Recent Developments of High-Resolution Chemical Imaging Systems Based on Light-Addressable Potentiometric Sensors (LAPSs)
Tao Liang,
Yong Qiu,
Ying Gan,
Jiadi Sun,
Shuqi Zhou,
Hao Wan,
Ping Wang
Affiliations
Tao Liang
Biosensor National Special Laboratory, Key Laboratory of Biomedical Engineering of Ministry of Education, Department of Biomedical Engineering, Zhejiang University, Hangzhou 310027, China
Yong Qiu
Biosensor National Special Laboratory, Key Laboratory of Biomedical Engineering of Ministry of Education, Department of Biomedical Engineering, Zhejiang University, Hangzhou 310027, China
Ying Gan
Biosensor National Special Laboratory, Key Laboratory of Biomedical Engineering of Ministry of Education, Department of Biomedical Engineering, Zhejiang University, Hangzhou 310027, China
Jiadi Sun
Biosensor National Special Laboratory, Key Laboratory of Biomedical Engineering of Ministry of Education, Department of Biomedical Engineering, Zhejiang University, Hangzhou 310027, China
Shuqi Zhou
Biosensor National Special Laboratory, Key Laboratory of Biomedical Engineering of Ministry of Education, Department of Biomedical Engineering, Zhejiang University, Hangzhou 310027, China
Hao Wan
Biosensor National Special Laboratory, Key Laboratory of Biomedical Engineering of Ministry of Education, Department of Biomedical Engineering, Zhejiang University, Hangzhou 310027, China
Ping Wang
Biosensor National Special Laboratory, Key Laboratory of Biomedical Engineering of Ministry of Education, Department of Biomedical Engineering, Zhejiang University, Hangzhou 310027, China
A light-addressable potentiometric sensor (LAPS) is a semiconductor electrochemical sensor based on the field-effect which detects the variation of the Nernst potential on the sensor surface, and the measurement area is defined by illumination.
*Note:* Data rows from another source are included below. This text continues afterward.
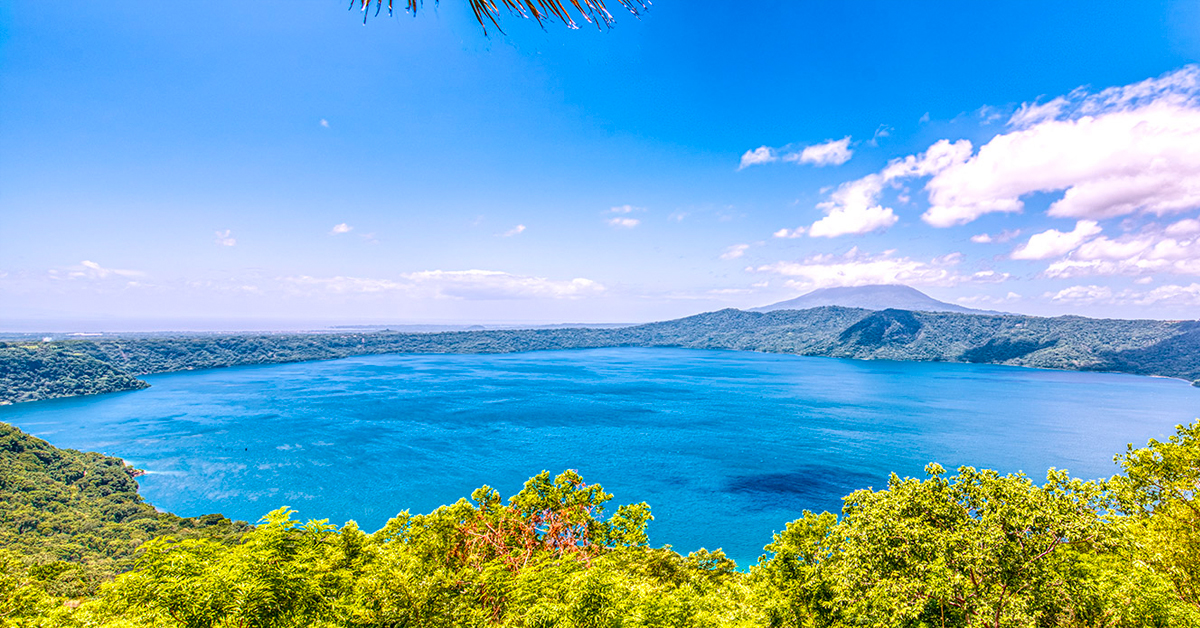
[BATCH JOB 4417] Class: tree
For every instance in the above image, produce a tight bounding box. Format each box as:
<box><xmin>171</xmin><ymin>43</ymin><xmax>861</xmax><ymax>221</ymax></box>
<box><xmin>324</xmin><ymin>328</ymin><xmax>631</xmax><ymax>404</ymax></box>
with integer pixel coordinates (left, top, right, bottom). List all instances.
<box><xmin>1111</xmin><ymin>420</ymin><xmax>1200</xmax><ymax>614</ymax></box>
<box><xmin>350</xmin><ymin>0</ymin><xmax>650</xmax><ymax>35</ymax></box>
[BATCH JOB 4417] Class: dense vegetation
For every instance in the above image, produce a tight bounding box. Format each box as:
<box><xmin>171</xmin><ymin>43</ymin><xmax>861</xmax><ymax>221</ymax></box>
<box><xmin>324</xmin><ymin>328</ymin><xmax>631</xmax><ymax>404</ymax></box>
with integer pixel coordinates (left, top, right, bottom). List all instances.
<box><xmin>0</xmin><ymin>423</ymin><xmax>246</xmax><ymax>602</ymax></box>
<box><xmin>0</xmin><ymin>421</ymin><xmax>1200</xmax><ymax>628</ymax></box>
<box><xmin>0</xmin><ymin>307</ymin><xmax>1200</xmax><ymax>403</ymax></box>
<box><xmin>0</xmin><ymin>343</ymin><xmax>149</xmax><ymax>403</ymax></box>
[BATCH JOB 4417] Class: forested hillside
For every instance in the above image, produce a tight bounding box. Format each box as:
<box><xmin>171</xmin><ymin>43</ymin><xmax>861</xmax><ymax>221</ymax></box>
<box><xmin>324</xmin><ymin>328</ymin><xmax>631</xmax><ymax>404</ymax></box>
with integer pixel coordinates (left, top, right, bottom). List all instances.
<box><xmin>0</xmin><ymin>307</ymin><xmax>1200</xmax><ymax>403</ymax></box>
<box><xmin>0</xmin><ymin>421</ymin><xmax>1200</xmax><ymax>628</ymax></box>
<box><xmin>0</xmin><ymin>423</ymin><xmax>247</xmax><ymax>600</ymax></box>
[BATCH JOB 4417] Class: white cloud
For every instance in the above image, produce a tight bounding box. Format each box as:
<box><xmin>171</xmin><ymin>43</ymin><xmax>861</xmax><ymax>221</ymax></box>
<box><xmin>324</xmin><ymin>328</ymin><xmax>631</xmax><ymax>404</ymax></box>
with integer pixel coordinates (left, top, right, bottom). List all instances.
<box><xmin>754</xmin><ymin>247</ymin><xmax>1008</xmax><ymax>289</ymax></box>
<box><xmin>954</xmin><ymin>292</ymin><xmax>1021</xmax><ymax>305</ymax></box>
<box><xmin>809</xmin><ymin>174</ymin><xmax>900</xmax><ymax>238</ymax></box>
<box><xmin>1044</xmin><ymin>220</ymin><xmax>1200</xmax><ymax>279</ymax></box>
<box><xmin>1138</xmin><ymin>283</ymin><xmax>1200</xmax><ymax>306</ymax></box>
<box><xmin>738</xmin><ymin>146</ymin><xmax>779</xmax><ymax>171</ymax></box>
<box><xmin>1013</xmin><ymin>220</ymin><xmax>1100</xmax><ymax>259</ymax></box>
<box><xmin>814</xmin><ymin>66</ymin><xmax>1200</xmax><ymax>234</ymax></box>
<box><xmin>923</xmin><ymin>66</ymin><xmax>1200</xmax><ymax>227</ymax></box>
<box><xmin>1043</xmin><ymin>286</ymin><xmax>1112</xmax><ymax>305</ymax></box>
<box><xmin>283</xmin><ymin>270</ymin><xmax>605</xmax><ymax>300</ymax></box>
<box><xmin>1043</xmin><ymin>283</ymin><xmax>1200</xmax><ymax>306</ymax></box>
<box><xmin>809</xmin><ymin>139</ymin><xmax>971</xmax><ymax>238</ymax></box>
<box><xmin>500</xmin><ymin>225</ymin><xmax>524</xmax><ymax>238</ymax></box>
<box><xmin>1163</xmin><ymin>219</ymin><xmax>1200</xmax><ymax>237</ymax></box>
<box><xmin>721</xmin><ymin>244</ymin><xmax>750</xmax><ymax>259</ymax></box>
<box><xmin>787</xmin><ymin>133</ymin><xmax>854</xmax><ymax>166</ymax></box>
<box><xmin>770</xmin><ymin>227</ymin><xmax>808</xmax><ymax>239</ymax></box>
<box><xmin>68</xmin><ymin>259</ymin><xmax>145</xmax><ymax>279</ymax></box>
<box><xmin>971</xmin><ymin>229</ymin><xmax>1021</xmax><ymax>244</ymax></box>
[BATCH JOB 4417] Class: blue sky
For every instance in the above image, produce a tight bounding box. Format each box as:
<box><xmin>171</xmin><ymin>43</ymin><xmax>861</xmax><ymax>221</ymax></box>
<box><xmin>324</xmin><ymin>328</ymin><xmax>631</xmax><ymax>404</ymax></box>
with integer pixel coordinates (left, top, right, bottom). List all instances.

Thanks to its light-addressability feature, an LAPS-based chemical imaging sensor system can be developed, which can visualize the two-dimensional distribution of chemical species on the sensor surface. This sensor system has been used for the analysis of reactions and diffusions in various biochemical samples. In this review, the LAPS system set-up, including the sensor construction, sensing and substrate materials, modulated light and various measurement modes of the sensor systems are described. The recently developed technologies and the affecting factors, especially regarding the spatial resolution and temporal resolution are discussed and summarized, and the advantages and limitations of these technologies are illustrated. Finally, the further applications of LAPS-based chemical imaging sensors are discussed, where the combination with microfluidic devices is promising.